Pada tanggal 13 Desember 1957, panitia rancangan undang-undang laut teritorial dan
lingkungan maritim dipanggil Djuanda di Pejambon, Jakarta. ketuanya Pirngadi dan
Mochtar Kusumaatmadja kemudian menjelaskan peta Indonesia yang sudah
menggunakan konsep laut yang baru sebagai wilayah teritorial Indonesia bukan hanya
3 mil atau 12 mil dari garis air rendah. Hasil rapat kabinet kemudian memutuskan
konsep yang menyatakan bahwa “segala perairan disekililing dan diantara pulau-pulau
di Indonesia merupakan bagian yang tidak terpisahkan dari daratan dan berada
dibawah kedaulatan Indonesia” diterima sebagai hasil rapat. Kemudian keputusan ini
diumumkan Djuanda, yang kemudian dikenal dengan deklarasi Djuanda, yang
memiliki arti yang penting bagi perjuangan bangsa Indonesia untuk meningkatkan
pembangunan dan memantapkan kesatuan nasionalnya. Dengan demikian wilayah
laut Indonesia dihitung 12 mil dari garis-garis dasar yang menghubungkan titik-titik
terluar dari pulau-pulau Indonesia yang terluar, dengan demikian luas territorial
Indonesia berkembang dari dua juta km2 menjadi lima juta km. Meskipun Deklarasi
Djuanda belum diakui secara internasional, namun oleh pemerintah Indonesia,
deklarasi ini disahkan melalui keputusan Undang-Undang/ Prp No. 4/1960, bulan
Februari 1960. Undang-undang ini kemudian diperkuat dengan Keputusan presiden
no. 103/1963 yang menetapkan seluruh perairan nusantara Indonesia sebagai satu
lingkungan laut yang berada di bawah pengamanan Angkatan laut RI. Pengesaha
deklarasi Djuanda ini menimbulkan kecaman dari dunia Internasional, namun
Indonesia tetap bersikukuh bahwa deklarasi Djuanda merupakan solusi yang terbaik
untuk menjaga keutuhan laut Indonesia dan dipergunakan untuk kemamkmuran rakyat
Indonesia.
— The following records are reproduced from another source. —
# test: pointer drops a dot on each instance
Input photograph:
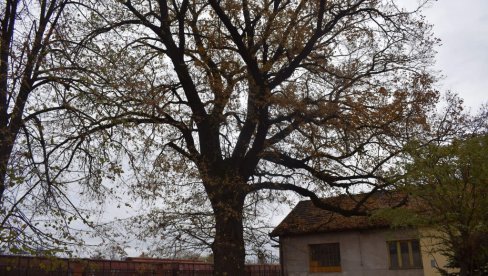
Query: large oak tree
(248, 96)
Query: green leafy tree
(452, 182)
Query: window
(404, 254)
(325, 257)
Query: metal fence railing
(43, 266)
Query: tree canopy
(246, 98)
(452, 181)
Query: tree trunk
(228, 246)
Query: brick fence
(50, 266)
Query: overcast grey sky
(463, 57)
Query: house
(314, 241)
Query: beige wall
(429, 243)
(363, 253)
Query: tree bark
(228, 246)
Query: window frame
(314, 265)
(400, 257)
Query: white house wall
(363, 253)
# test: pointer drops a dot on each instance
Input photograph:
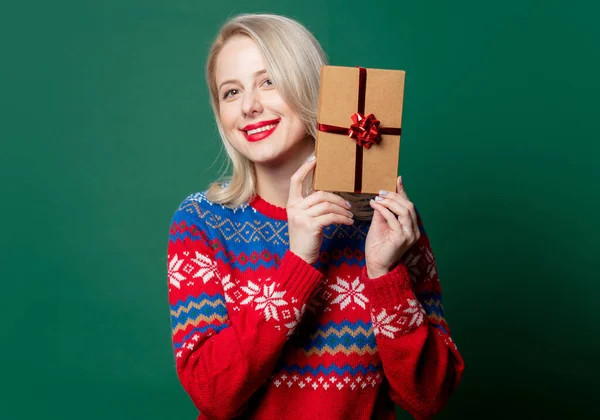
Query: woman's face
(256, 120)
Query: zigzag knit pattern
(259, 333)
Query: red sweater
(259, 333)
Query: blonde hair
(293, 58)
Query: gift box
(359, 125)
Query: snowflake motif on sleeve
(207, 267)
(269, 301)
(175, 277)
(252, 290)
(349, 292)
(382, 323)
(402, 319)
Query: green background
(106, 127)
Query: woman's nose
(251, 103)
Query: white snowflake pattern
(381, 323)
(349, 292)
(175, 277)
(252, 290)
(207, 267)
(297, 318)
(269, 301)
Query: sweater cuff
(298, 277)
(390, 289)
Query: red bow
(365, 130)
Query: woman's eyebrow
(256, 74)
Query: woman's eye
(229, 93)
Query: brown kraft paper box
(336, 152)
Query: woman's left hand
(394, 229)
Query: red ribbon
(365, 130)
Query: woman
(290, 304)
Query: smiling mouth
(260, 133)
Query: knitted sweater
(259, 333)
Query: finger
(406, 217)
(403, 199)
(295, 194)
(390, 217)
(400, 187)
(331, 218)
(328, 207)
(323, 196)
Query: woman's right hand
(307, 216)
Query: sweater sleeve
(420, 360)
(226, 347)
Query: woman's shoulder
(197, 207)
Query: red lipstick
(257, 131)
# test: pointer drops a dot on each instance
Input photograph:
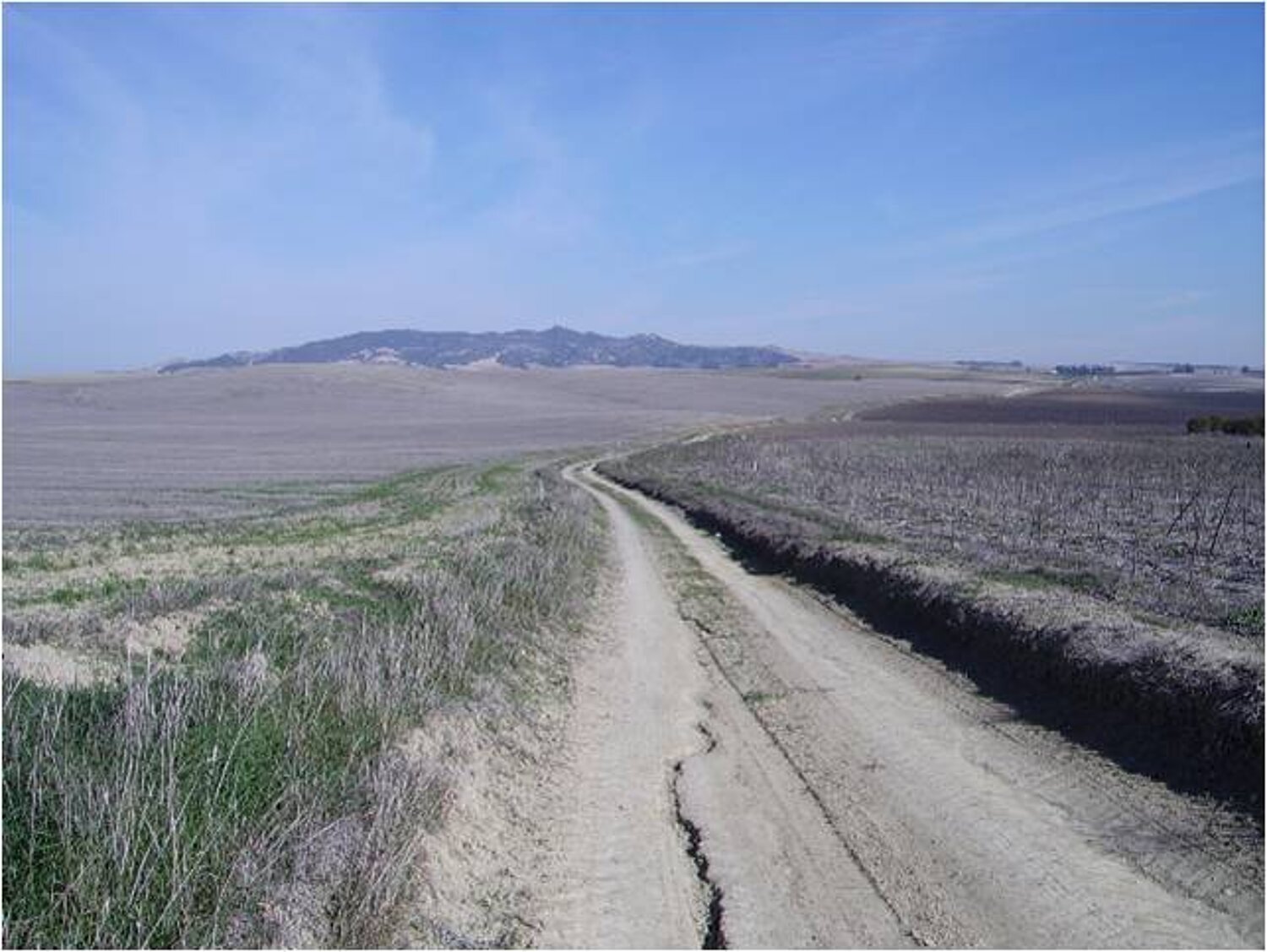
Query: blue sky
(1041, 182)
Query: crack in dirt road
(715, 929)
(848, 792)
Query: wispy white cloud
(1128, 185)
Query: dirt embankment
(1181, 708)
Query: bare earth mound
(150, 446)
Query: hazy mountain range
(557, 346)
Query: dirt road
(773, 774)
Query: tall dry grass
(258, 792)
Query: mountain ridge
(554, 347)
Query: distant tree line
(1084, 369)
(1236, 426)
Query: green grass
(258, 781)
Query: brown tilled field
(1139, 405)
(207, 443)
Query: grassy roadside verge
(1183, 706)
(251, 781)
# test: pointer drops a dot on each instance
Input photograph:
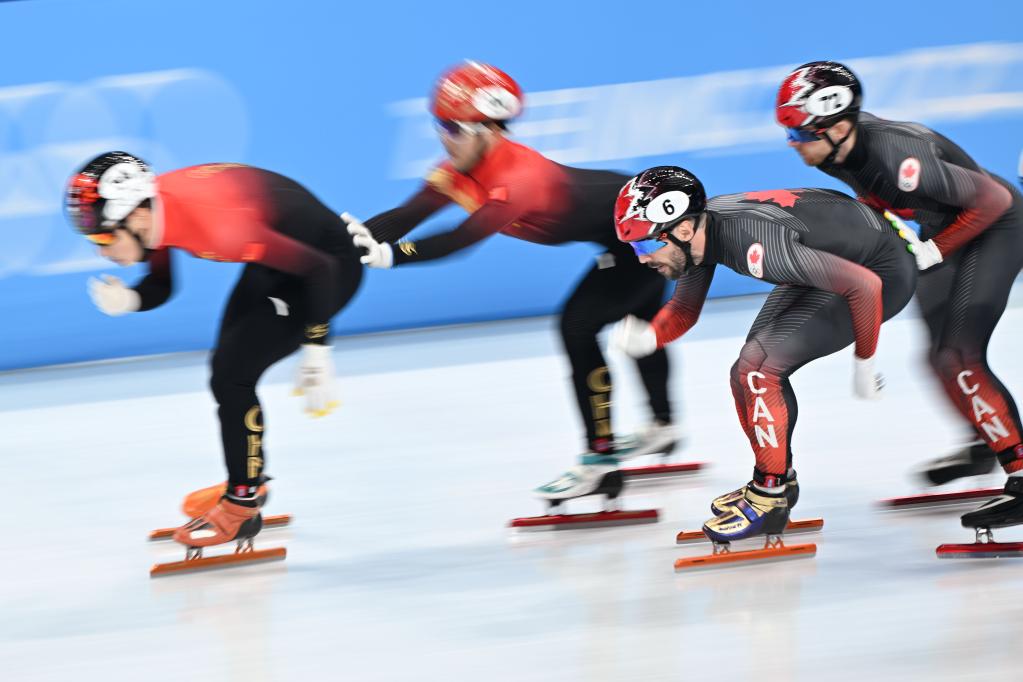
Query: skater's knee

Perjuangan ditempuh bangsa Indonesia untuk mendapatkan pengakuan
terhadap deklarasi Djuanda dengan mengikuti konferensi hukum laut yang diadakan
oleh PBB dalam UNCLOS I (United Nations Conference on the Law of Sea), di
Jenewa, Swiss pada tahun 1958. Pada tahun 1960 Indonesia mulai mengajukan
deklarasi Djuanda di UNCLOS II. Perjuangan tersebut belum berhasil. Namun
Pemerintah berusaha menciptakan landasan hukum yang kuat bagi deklarasi Djuanda
pada tanggal 18 Februari 1960. Meskipun pada awalnya deklarasi Djuanda banyak
ditentang oleh beberapa negara.
Baru pada konferensi Hukum laut PBB ke 3 (UNCLOS III), deklarasi Djuanda
kemudian diakui dalam konvensi hukum laut PBB di Montego Bay (Jamaika) pada
tanggal 10 Desember 1982. Indonesia kemudian meratifikasinya dalam undang-
undang No. 17/1985 pada tanggal 31 Desember 1985. Pada akhirnya deklarasi
Djuanda diakui oleh PBB sejak diucapkan oleh Perdana Menteri Ir. Djuanda, namun
baru diakui dunia internasional sejak 16 November 1994 setelah 60 negara
meratifikasinya.
Ternyata apa yang dibawa oleh Soepomo ini jauh menjadi lebih dominan dalam
pembahasan ideologi yang dibawakan oleh setiap tokoh yang akan menyampaikan
rumusan dasar Negara. Pemikiran Soepomo ini ternyata sejalan dengan apa yang
dibawakan oleh Soekarno pada saat itu yang ternyata mengacu pada nilai –nilai gotong
royong dan kekeluargaan. Dikarenkannya dominansi yang kuat atas ideology yang
dibawakan oleh Soepomo ini berimplikasi pada system pemerintahan selanjutnya.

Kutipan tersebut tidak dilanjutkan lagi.